Alle wollten glauben, «dass vielleicht diesmal die Gespräche das Ende der Kämpfe bringen», erklärt er. «Aber wir haben das schon zu oft erlebt.» Die Preise seien hoch, die Vorräte knapp, und die meisten Familien könnten sich nicht einmal Tomaten oder Zwiebeln leisten. «Wenn die Bombardierungen aufhören, kann ich vielleicht meinen ganzen Stand wieder eröffnen, vielleicht können die Fischer zurück aufs Meer, und vielleicht wird die Stadt wieder atmen. Ich bitte nicht um viel – nur um Frieden, damit wir arbeiten und leben können.»

Angst davor, «dass die Welt weiterzieht und Gaza wieder bluten lässt»

Die 38-jährige Hanin al-Kudra ist Ärztin im Schiffa-Krankenhaus in der umkämpften Stadt Gaza. «Jeder Tag im Krankenhaus fühlt sich wie ein endloser Notfall an», berichtet sie. «Wir bekommen rund um die Uhr Verwundete – Kinder, Mütter, ältere Menschen – und manchmal müssen wir sie auf dem Boden behandeln, weil es nicht genug Betten gibt.»

Ein Teil von ihr wage es zu hoffen, wenn sie von den Gesprächen in Ägypten höre, «dass dies vielleicht, nur vielleicht, der Moment ist, an dem sich etwas ändern könnte». Ein anderer Teil von ihr bleibe vorsichtig. «Wir haben schon zu viele vorübergehende Pausen erlebt, die in weiteren Angriffen endeten.» Das medizinische Personal sei erschöpft, arbeite fast ohne Vorräte und sei emotional ausgelaugt, berichtet die Ärztin.

«Wenn diese Gespräche zu einer dauerhaften Waffenruhe führen könnten, würde das Leben retten und uns eine Chance geben, das Gesundheitssystem wieder aufzubauen. Am meisten fürchte ich, dass die Welt weiterzieht und Gaza wieder bluten lässt.»
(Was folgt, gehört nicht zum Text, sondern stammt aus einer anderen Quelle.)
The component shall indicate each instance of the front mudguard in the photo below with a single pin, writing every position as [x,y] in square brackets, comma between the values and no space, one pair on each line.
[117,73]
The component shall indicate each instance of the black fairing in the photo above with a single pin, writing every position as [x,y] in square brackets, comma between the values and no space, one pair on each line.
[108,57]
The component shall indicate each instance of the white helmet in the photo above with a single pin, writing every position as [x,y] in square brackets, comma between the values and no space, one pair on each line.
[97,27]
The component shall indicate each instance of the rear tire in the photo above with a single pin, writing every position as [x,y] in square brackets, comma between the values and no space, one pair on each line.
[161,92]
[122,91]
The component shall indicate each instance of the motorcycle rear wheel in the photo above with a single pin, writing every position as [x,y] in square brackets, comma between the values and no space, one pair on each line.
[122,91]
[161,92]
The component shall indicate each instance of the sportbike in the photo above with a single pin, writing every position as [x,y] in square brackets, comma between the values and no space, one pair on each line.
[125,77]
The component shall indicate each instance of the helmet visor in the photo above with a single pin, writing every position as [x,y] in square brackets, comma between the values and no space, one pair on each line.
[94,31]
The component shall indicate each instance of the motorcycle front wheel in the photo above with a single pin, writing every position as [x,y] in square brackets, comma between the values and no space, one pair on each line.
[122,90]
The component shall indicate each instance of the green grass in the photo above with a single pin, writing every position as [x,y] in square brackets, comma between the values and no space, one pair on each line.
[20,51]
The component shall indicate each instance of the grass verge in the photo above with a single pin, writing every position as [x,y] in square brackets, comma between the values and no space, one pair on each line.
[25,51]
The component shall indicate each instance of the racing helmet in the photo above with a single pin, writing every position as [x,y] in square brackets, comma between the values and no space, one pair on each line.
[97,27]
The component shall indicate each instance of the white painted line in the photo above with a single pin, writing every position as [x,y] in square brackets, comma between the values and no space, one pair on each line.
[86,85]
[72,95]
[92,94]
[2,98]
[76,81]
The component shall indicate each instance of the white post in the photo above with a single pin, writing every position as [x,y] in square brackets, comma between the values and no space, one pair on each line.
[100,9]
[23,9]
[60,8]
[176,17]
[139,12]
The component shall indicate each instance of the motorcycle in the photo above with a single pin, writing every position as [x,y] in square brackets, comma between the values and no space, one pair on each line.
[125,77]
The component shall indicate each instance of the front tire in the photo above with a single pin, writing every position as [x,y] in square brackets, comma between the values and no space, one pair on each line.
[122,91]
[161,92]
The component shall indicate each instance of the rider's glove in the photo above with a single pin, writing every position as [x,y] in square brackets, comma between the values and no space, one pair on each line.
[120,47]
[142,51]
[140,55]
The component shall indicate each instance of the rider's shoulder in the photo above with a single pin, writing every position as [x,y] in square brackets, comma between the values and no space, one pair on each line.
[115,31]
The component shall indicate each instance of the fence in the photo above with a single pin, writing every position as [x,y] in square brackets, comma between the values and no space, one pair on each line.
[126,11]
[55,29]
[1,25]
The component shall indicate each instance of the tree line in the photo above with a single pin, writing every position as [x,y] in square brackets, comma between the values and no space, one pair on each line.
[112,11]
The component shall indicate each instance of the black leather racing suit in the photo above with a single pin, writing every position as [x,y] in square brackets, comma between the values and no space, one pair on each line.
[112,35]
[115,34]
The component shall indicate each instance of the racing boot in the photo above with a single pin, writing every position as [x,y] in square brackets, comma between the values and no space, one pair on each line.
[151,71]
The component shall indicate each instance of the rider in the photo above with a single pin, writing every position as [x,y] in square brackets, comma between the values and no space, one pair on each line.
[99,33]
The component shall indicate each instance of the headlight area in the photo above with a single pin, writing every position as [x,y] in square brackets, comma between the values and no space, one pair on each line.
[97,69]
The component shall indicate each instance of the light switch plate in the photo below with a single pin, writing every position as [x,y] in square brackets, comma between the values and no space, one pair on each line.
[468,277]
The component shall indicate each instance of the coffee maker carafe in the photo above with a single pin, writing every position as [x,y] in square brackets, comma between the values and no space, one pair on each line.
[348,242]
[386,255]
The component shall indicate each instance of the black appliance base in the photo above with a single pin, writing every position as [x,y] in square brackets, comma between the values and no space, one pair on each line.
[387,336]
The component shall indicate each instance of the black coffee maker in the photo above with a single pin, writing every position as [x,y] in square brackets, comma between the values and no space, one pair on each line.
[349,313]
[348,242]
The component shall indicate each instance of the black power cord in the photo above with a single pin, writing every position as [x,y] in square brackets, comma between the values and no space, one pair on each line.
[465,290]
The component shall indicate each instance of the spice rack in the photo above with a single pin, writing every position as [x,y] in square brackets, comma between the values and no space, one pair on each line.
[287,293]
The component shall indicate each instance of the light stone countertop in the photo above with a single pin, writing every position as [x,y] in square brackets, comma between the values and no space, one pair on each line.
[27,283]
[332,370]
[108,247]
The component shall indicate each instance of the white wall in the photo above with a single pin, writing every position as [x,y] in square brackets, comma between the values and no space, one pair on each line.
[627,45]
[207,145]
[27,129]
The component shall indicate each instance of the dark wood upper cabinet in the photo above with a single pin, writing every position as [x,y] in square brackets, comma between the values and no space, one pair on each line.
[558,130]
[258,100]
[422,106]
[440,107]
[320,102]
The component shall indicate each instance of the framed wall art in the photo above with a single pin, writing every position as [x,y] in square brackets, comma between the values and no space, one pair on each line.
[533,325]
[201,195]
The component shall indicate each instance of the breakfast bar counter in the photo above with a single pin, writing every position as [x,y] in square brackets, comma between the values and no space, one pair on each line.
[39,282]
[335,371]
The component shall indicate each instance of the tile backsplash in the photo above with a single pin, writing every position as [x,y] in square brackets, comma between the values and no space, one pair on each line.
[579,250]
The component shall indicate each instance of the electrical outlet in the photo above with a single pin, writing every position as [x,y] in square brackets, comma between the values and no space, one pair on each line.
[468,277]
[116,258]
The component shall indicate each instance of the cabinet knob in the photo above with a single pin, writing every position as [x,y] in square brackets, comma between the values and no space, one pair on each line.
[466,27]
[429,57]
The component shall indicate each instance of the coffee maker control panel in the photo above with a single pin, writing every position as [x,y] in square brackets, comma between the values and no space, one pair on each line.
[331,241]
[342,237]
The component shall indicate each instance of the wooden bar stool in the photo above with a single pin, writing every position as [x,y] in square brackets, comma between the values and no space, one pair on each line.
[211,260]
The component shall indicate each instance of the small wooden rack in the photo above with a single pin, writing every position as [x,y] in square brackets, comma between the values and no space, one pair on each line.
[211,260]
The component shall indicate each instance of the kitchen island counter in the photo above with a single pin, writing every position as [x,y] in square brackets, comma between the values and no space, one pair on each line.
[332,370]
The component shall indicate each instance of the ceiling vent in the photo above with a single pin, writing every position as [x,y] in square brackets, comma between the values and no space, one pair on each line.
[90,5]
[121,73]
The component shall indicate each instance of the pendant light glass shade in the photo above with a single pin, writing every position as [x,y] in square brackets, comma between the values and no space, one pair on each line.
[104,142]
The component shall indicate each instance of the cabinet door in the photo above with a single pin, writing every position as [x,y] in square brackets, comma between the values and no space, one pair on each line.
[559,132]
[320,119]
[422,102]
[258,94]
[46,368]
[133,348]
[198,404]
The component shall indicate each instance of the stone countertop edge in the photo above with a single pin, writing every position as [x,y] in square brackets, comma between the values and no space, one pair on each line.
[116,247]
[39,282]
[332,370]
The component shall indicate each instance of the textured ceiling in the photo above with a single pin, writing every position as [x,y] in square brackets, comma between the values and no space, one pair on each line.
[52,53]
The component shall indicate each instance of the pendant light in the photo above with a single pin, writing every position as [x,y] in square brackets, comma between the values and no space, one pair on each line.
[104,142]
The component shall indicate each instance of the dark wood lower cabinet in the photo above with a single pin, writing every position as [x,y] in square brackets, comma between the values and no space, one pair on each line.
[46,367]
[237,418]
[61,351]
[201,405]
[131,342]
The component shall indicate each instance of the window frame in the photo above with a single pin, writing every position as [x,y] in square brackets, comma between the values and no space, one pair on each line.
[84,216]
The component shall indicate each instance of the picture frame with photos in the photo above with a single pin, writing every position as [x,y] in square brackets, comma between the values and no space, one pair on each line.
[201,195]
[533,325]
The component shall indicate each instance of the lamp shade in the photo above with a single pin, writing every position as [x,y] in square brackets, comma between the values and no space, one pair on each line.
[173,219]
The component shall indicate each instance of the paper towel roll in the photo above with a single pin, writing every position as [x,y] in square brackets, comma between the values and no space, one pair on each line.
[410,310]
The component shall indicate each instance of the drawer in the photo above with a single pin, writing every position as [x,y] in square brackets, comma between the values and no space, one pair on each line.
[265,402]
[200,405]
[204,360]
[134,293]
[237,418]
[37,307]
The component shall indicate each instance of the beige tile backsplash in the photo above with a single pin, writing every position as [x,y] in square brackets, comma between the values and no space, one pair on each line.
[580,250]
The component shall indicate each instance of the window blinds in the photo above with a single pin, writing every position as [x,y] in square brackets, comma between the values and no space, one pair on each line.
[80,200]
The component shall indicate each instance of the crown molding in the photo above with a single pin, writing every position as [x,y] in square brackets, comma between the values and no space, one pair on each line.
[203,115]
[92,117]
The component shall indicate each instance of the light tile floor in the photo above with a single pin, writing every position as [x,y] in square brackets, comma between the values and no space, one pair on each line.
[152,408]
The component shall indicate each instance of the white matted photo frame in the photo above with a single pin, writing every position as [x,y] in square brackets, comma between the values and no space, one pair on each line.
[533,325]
Am Montag werden in Ägypten Gespräche über den Friedensplan von US-Präsident Donald Trump erwartet. Inhalt der indirekten Verhandlungen zwischen Israel und der islamistischen Hamas sind eine rasche Waffenruhe und Freilassung der verbliebenen, im Gazastreifen festgehaltenen Geiseln im Gegenzug für palästinensische Gefangene in einem ersten Schritt.